How to Make Yogurt With or Without a Yogurt Maker

posted on: Tuesday, January 14, 2014

Making homemade yogurt is surprisingly simple, inexpensive, and healthy. Yogurt is great to eat plain, with honey, with your favorite fruit, granola, or other toppings or even for making sauces and dips. We are almost never without yogurt at home and once you can make it yourself, it is that much easier to stay stocked.

As everyone's level of lactose intolerance is different sometimes you don't know whether you can eat something that has dairy until you've tried it. One reason why I like making my own yogurt at home, aside from the fact that it's much cheaper, is because some store bought yogurts upset my stomach. It's interesting to see what different people who are lactose intolerant can eat. Most people I know who have lactose intolerance do eat yogurt. Some studies have shown that the probiotics in yogurt help with lactose digestion.
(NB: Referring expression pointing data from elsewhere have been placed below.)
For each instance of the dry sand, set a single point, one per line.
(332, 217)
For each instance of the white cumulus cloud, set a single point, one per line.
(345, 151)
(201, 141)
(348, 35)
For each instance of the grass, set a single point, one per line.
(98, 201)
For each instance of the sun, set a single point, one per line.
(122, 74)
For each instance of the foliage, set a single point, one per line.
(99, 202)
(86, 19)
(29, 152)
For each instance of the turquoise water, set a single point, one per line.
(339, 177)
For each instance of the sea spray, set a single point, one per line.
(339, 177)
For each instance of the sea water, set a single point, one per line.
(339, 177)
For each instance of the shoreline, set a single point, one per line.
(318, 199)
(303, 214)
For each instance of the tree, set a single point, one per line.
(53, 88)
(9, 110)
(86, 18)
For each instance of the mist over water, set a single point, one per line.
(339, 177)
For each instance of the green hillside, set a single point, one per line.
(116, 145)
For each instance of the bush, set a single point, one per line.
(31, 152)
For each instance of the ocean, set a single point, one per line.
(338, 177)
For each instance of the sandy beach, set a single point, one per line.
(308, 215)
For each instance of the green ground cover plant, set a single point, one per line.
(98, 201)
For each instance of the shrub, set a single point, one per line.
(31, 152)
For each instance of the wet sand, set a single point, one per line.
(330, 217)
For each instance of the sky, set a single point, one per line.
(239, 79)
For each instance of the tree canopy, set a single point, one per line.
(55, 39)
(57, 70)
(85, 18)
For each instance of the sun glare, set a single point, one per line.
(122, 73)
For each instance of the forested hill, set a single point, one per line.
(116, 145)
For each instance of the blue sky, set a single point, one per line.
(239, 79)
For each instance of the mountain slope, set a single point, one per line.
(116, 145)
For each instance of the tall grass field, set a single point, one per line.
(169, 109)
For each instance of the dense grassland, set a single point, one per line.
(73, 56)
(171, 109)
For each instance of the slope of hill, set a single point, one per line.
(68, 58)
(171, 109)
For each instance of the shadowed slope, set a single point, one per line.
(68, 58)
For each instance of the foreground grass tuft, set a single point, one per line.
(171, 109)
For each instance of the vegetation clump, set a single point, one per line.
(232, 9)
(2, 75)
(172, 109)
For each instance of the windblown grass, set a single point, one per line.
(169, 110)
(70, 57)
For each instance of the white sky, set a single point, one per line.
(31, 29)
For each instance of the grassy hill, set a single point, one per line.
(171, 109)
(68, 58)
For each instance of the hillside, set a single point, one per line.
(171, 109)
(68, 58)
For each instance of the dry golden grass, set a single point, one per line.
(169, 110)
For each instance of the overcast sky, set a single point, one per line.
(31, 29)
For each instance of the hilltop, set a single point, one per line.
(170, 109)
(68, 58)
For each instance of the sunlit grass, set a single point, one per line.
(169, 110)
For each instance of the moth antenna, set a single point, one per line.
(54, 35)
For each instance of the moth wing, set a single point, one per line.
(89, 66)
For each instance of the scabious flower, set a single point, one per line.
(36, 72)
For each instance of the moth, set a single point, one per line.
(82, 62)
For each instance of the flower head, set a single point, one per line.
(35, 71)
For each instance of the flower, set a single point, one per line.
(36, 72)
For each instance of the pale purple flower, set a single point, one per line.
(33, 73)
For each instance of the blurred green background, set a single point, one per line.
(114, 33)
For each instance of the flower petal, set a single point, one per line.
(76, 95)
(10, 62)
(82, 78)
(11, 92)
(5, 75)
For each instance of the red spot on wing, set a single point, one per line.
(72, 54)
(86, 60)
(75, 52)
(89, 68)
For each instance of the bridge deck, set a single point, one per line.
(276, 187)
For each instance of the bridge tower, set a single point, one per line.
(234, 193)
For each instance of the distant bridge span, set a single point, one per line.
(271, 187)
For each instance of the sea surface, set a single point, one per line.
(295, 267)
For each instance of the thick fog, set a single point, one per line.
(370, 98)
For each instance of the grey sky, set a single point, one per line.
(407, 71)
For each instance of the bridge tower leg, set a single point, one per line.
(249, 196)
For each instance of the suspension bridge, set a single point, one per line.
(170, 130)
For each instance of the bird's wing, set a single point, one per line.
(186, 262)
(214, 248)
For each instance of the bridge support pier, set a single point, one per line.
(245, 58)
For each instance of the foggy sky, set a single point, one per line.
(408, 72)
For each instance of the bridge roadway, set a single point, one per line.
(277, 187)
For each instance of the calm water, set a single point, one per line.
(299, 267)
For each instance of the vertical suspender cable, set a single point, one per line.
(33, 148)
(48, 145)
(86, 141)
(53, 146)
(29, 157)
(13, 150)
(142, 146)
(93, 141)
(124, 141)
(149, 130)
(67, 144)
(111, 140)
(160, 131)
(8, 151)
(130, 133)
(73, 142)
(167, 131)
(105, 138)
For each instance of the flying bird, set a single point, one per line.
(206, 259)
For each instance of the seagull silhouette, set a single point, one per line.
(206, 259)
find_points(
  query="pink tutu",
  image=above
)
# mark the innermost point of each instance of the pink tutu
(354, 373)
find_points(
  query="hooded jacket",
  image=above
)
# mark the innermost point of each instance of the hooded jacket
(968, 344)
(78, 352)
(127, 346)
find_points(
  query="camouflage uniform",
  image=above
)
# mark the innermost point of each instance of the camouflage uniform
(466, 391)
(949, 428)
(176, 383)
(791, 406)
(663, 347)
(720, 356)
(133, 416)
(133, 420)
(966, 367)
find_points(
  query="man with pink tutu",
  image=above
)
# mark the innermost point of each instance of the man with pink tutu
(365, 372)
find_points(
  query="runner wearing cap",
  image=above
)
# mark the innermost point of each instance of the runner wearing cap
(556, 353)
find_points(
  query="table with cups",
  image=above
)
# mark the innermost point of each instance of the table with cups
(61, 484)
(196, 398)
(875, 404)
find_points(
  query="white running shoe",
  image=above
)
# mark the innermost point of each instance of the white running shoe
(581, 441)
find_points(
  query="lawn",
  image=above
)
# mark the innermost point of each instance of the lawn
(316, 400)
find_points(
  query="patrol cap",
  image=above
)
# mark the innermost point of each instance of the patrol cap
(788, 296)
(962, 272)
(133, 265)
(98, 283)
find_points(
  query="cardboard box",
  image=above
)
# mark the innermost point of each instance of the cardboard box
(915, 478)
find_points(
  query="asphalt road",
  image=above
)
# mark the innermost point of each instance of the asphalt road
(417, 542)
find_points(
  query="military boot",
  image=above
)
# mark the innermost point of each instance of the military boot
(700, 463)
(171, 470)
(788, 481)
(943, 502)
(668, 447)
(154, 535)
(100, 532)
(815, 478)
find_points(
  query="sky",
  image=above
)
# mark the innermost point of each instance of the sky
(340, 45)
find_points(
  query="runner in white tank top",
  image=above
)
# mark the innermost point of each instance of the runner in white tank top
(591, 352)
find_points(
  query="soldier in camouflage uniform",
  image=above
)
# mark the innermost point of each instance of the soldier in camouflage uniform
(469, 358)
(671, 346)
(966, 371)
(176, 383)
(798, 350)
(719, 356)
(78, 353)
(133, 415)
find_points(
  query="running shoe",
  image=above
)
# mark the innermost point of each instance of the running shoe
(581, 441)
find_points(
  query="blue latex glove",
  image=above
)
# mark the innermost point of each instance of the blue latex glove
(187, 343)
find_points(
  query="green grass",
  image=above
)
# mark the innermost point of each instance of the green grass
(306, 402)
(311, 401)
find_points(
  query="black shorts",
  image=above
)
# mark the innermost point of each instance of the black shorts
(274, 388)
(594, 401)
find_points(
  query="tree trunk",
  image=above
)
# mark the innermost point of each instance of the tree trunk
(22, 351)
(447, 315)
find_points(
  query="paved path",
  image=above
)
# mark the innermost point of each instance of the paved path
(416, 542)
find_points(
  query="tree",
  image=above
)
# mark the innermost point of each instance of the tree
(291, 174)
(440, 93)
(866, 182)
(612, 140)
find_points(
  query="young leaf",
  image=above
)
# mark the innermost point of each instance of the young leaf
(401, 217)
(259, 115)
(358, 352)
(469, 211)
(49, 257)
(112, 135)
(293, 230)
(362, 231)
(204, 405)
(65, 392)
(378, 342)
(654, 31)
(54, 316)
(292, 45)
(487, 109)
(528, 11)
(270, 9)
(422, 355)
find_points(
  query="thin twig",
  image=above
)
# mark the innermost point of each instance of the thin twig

Although you can get very scientific about the whole process, I have found yogurt culture to be fairly forgiving and to grow quite well without too much of a fuss. While a thermometer and yogurt maker are both helpful, you can also pretty easily make yogurt without either. This recipe is designed to demystify yogurt making and I try to give several variations to suit the tools and ingredients you have at home. The basic process is to add yogurt to milk and let it sit in warm place for 8-12 hours.

4 Cups Milk (Whole, Low-fat or Fat-free)
Plain unflavored yogurt

  1. Bring the milk to a near boil. If you have a thermometer, heat the milk until 180 degrees. If you don't have a thermometer, bring the milk until it starts to foam and form a skin on the top but is not boiling. (The purpose of this is to kill the organisms that you don't want to grow as you incubate it. It you use boxed milk that has been Ultra High Temperature Pasteurized you can even skip these first two steps).
  2. Bring the milk temperature down to between 90 and 120 degrees. You can do this in a cold water bath or by leaving it on the counter for 10 minutes. If you don't have a thermometer then simply wait until the milk is warm to the touch.
  3. Pour the milk into glass jars, large cups or even old yogurt containers.
  4. Add 1/4 cup of yogurt to the warm milk and blend it up. Then divide the warm milk and yogurt mixture into separate containers.
  5. Incubate the yogurt for 8-12 hours between 80 to 100 degrees. There are several ways to do this. You can place the containers in a cooler with very hot water and leave it undisturbed overnight.If you are using a tightly sealed container, like a glass mason jar, you can with hot water all the way to the top. If you are using a plastic yogurt container, or a container that does not have a tight sealed lid, then add hot water until it's halfway up to the top of the container. You don't want the water to leak into your yogurt containers. You can also get a yogurt maker which will maintain it at roughly the correct temperature for the required time.
  6. After the yogurt has settled (8-12 hours) take the yogurt out of the cooler or yogurt maker and place it in the fridge until you are ready to eat it.
  7. There will be a clear liquid whey that separates out from the yogurt which is normal.  If you want to make an even thicker yogurt, you can hang it in a cheese cloth in the fridge for a couple hours (place a bowl under it to catch the whey) and let the whey drip out, creating something between a greek yogurt and a very soft cheese texture.
Have you ever made yogurt before, if so how do you usually make it?